When the carpet is dry along with the cement pad, gather cleaning chemicals that help inhibit mildew and mold growth. Make sure the entire room is well ventilated, and you are wearing the appropriate safety gear while you clean up. 

How to Dry Wooden Floor

If your basement has wood floor, it is just as important to attend to the floor immediately because wood can warp when it’s wet and it can discolor. The first thing you need to do is move any wet items and furniture off the floor ASAP. Leaving heavy furniture on wooden floor will cause extra damage and can dent the floor as well. 

You can use a wet-dry vacuum to remove as much water as possible. For basements with too much water, you might want to consider hiring a professional to ensure your wooden floor is not completely damaged. When hardwood floor is too wet, it is highly susceptible to mold, so you need to use a wood-floor friendly disinfectant to clean up the floor after you remove the standing water. 

After you disinfect it, place a dehumidifier in the center of the room to help remove excess moisture. You can also use large fans in place of a dehumidifier, but honestly, using a combination of both fans and dehumidifiers is best. Also, turn on the air conditioning to speed up the process. 

Keep in mind that sometimes it can take up to six weeks for hardwood floor to completely dry up. You can have your floor refinished or sanded down to bring it back to life, but make sure you wait a minimum of six weeks before doing so. 

Future Prevention

Going through a basement flood is not a fun experience, between the cleanup after the flood and dealing with your insurance company, the entire process can be a major headache and stress inducer. This is why we recommend preventing a basement flood in the future with these tips:

Cover Window Wells

Sometimes water collects in window wells and ends up seeping through into your basement floor. Take the time to inspect all of your window wells and clean them before securing them with clear acrylic covers. These covers will still allow sunlight to come in, but will keep water and debris out.  

Repair Foundation Cracks

Take the time to check the foundation of your home for any signs of stress or cracks. Check the outside of your home as well for any exterior cracks along the basement. If you notice any cracks, you can either use epoxy to repair them or contact a professional. 

In the event that you notice large cracks, it is best to call a company that has experience to ensure that the repair is done correctly and that you won’t have future headaches. 

Sump Pump Maintenance

This small pump is largely responsible for preventing water damage in your house. Sometimes it can fail because of a power outage or a clog. Add a reminder to your phone or to-do list to regularly inspect your sump pump to make sure it’s still running and running correctly. 

Clean Gutters and Downspouts

Sometimes rain water will pool and seep inside your house if your downspouts or gutters are clogged up with gunk. Make it a habit to regularly clean your downspouts and your gutters. 

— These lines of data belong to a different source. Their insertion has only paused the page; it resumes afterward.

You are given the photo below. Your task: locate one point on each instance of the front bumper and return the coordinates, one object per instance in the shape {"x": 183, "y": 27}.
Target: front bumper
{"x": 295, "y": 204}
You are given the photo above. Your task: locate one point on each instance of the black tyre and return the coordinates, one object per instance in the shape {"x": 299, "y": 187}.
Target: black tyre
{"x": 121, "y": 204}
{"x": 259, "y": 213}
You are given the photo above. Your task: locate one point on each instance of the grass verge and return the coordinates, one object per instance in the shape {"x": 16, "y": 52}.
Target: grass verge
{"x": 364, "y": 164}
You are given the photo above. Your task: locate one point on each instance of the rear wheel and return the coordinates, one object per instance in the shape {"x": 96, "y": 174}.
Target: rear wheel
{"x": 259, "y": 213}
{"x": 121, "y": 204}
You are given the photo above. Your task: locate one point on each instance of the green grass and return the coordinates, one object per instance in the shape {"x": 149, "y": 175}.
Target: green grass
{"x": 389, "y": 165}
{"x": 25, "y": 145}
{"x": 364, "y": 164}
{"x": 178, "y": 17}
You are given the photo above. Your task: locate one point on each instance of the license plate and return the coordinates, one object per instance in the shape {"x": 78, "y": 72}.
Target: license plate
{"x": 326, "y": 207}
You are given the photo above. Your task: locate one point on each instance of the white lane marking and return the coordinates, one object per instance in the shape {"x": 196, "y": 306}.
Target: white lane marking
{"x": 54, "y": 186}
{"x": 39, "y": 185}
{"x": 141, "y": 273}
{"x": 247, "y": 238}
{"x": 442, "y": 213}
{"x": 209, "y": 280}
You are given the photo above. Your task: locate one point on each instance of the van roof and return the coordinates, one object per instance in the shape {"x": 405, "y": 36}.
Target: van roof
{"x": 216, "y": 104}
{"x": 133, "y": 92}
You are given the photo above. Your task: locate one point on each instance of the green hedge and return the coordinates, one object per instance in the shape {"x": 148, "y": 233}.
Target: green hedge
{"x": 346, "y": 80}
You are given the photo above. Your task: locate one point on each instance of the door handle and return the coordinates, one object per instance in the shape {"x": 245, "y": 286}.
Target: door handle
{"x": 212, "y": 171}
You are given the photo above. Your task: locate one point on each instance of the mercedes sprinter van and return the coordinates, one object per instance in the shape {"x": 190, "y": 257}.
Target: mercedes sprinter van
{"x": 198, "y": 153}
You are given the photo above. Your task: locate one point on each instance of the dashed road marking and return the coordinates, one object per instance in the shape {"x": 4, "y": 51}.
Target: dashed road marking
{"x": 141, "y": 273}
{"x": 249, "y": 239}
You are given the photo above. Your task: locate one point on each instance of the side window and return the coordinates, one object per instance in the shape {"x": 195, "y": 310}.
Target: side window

Also, they have to end at least three feet away from your home to ensure that any rain water has the ability to flow away from your house instead of into your home. 

Regrade the Lawn

Many homeowners do not realize that after some time you have to level out your yard. Slopes can begin to form in the lawn that can cause water to travel down towards your home. Regrading your lawn will help smooth out any slopes that have formed and keep the rain from traveling down your lawn and into your basement. 

Install a Flood Sensor

Although this tip won’t prevent a flood it can help you prevent a flood from getting worst. They sell sensors that will alert you if any flooding begins in the room they are installed in. Some of these devices can be connected to your smart phone via an app where you will instantly receive a notification so that you can take action quickly.

At this point you can cut off power right away to prevent electrocution and move all important items to higher ground while you get the flood under control or call for help. 

Ready to Tackle a Basement Flood?

Now that you have learned what to do in the event of a basement flood, you can act quickly and clean up the mess. Make sure you don’t touch anything electrical to prevent getting electrocuted.